A rapariga patina e escreve um poema no gelo, que não aparece porque no gelo já há muitas riscas, tal como em muitos braços e na alma de muitas patinadoras solitárias. Há muitos riscos que se fazem, e sobretudo, os riscos não se podem apagar, aconselhou-me, um anjo, um verdadeiro anjo, que para apagar um risco, se tem que desenhar um novo risco por cima, seja na memória, nos braços, numa conversa, em toda a história da humanidade: Nada se apaga, tudo se constrói/escreve/ relaciona por cima. E há vários riscos e os riscos de baixo, que não cicatrizam, na (memória, nos braços na parede) vão perdendo em força, porque há informação nova que se sobrepôs. Amanhã vou fazer uma tatuagem, a imagem de uma rapariga que levanta voo agarrada a uns balões; Foi desenhada por Banksy nos muros da Palestina. Pedi na loja das tatuagens que ocupasse toda a parte de cima do braço direito.
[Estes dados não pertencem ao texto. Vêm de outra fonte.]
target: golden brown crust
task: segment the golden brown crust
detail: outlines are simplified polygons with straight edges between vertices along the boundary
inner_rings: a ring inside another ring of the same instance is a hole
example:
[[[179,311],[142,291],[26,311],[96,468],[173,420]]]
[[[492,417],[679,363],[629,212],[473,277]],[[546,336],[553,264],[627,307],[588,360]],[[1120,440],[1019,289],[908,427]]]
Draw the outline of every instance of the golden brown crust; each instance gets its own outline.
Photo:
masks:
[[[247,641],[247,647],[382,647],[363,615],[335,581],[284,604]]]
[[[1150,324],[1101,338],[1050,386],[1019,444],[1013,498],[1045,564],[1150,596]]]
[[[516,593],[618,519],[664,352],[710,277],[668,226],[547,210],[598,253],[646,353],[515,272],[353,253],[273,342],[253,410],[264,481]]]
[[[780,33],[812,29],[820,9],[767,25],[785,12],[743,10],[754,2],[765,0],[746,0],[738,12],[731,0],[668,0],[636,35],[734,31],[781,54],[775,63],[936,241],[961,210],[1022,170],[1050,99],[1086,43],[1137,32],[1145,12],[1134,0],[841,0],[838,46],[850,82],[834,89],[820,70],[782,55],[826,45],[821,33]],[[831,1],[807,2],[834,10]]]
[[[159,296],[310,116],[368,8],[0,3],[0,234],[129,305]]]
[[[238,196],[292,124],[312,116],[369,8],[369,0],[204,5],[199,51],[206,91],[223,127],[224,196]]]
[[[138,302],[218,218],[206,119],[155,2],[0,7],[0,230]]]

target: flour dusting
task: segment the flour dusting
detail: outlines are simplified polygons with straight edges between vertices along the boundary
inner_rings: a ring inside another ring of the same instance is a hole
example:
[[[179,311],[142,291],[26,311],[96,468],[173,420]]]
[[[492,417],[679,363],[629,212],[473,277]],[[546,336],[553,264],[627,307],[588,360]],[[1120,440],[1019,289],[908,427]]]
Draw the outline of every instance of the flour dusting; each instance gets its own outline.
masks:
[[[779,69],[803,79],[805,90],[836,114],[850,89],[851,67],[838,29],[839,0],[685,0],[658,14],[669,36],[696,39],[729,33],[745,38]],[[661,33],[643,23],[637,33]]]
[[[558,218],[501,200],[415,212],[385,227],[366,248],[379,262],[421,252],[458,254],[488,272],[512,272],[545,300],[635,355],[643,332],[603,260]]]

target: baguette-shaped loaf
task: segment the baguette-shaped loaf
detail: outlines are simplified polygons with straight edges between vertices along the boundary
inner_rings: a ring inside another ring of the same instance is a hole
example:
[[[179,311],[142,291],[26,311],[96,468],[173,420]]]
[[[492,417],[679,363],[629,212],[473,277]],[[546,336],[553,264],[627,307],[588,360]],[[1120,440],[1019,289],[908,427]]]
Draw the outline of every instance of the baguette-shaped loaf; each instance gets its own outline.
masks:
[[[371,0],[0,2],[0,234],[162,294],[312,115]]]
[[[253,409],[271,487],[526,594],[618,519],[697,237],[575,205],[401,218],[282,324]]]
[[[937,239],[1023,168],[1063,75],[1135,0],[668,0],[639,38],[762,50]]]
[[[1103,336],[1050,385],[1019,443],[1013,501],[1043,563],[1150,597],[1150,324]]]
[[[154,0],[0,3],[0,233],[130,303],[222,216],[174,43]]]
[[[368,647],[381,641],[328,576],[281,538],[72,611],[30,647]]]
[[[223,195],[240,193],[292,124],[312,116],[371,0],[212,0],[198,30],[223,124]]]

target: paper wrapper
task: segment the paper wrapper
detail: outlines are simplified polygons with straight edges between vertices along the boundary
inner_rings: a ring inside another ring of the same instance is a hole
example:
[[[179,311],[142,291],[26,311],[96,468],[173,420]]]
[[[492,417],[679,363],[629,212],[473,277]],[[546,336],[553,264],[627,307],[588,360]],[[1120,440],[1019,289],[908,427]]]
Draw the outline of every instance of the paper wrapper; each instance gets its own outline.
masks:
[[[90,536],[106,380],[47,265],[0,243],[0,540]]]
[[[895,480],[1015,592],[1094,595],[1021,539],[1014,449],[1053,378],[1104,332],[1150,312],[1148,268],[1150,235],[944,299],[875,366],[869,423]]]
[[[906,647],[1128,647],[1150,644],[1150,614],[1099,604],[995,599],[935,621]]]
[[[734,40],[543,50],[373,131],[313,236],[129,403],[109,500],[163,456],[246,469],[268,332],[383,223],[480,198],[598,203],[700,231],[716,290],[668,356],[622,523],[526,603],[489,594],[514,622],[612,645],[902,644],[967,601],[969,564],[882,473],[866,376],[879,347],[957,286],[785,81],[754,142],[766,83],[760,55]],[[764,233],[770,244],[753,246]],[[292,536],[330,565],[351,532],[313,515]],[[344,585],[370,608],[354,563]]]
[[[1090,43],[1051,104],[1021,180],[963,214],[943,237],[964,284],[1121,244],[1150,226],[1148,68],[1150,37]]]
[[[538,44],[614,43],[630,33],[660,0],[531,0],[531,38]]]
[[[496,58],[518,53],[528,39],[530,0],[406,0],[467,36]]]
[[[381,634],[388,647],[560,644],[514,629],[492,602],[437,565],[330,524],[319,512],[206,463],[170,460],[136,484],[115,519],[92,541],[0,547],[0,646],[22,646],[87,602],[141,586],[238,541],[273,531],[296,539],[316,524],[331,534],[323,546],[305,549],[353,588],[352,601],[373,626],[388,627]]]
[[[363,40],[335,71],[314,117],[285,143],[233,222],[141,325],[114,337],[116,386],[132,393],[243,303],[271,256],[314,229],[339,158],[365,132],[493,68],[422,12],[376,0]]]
Patinei durante a tarde toda, mais uma vez ele não ligou, ninguém passava ao lado do castelo, patinava sozinha, só um homem de chapéu estranho me olhava; Parecia a pessoa mais sozinha do planeta, tirava apontamentos, consigo ver sem os olhos, consigo patinar no gelo, e sentir o meu sexo quente, enquanto tenho uma visão de cima do castelo, do outro lado da ponte, vejo pelos olhos do que tira apontamentos, vejo o seu caderno quadriculado cheio de escrita nervosa e rascunhado. Vejo como se estivesse no Google World, no topo de um satélite, o homem estátua, os que olham o homem estátua, aquele indiano que o aguarda à entrada da ponte, porque sabe que ele vai passar ali e está a chover, e provavelmente vai comprar um guarda-chuvas, e isso dá-me riso. Escrevi um poema no gelo, metia as palavras “girassol”, “Perenidade” e meta-gelo” – Tudo me dá vontade de rir. Várias coisas ficaram por dizer, debaixo do gelo há um girassol …


Só me falta vender um guarda-chuva, aquele é americano, tem dinheiro, vou-lhe vender um guarda-chuva, sei por Alá, e depois vou para casa. Está frio. Está frio fodasse.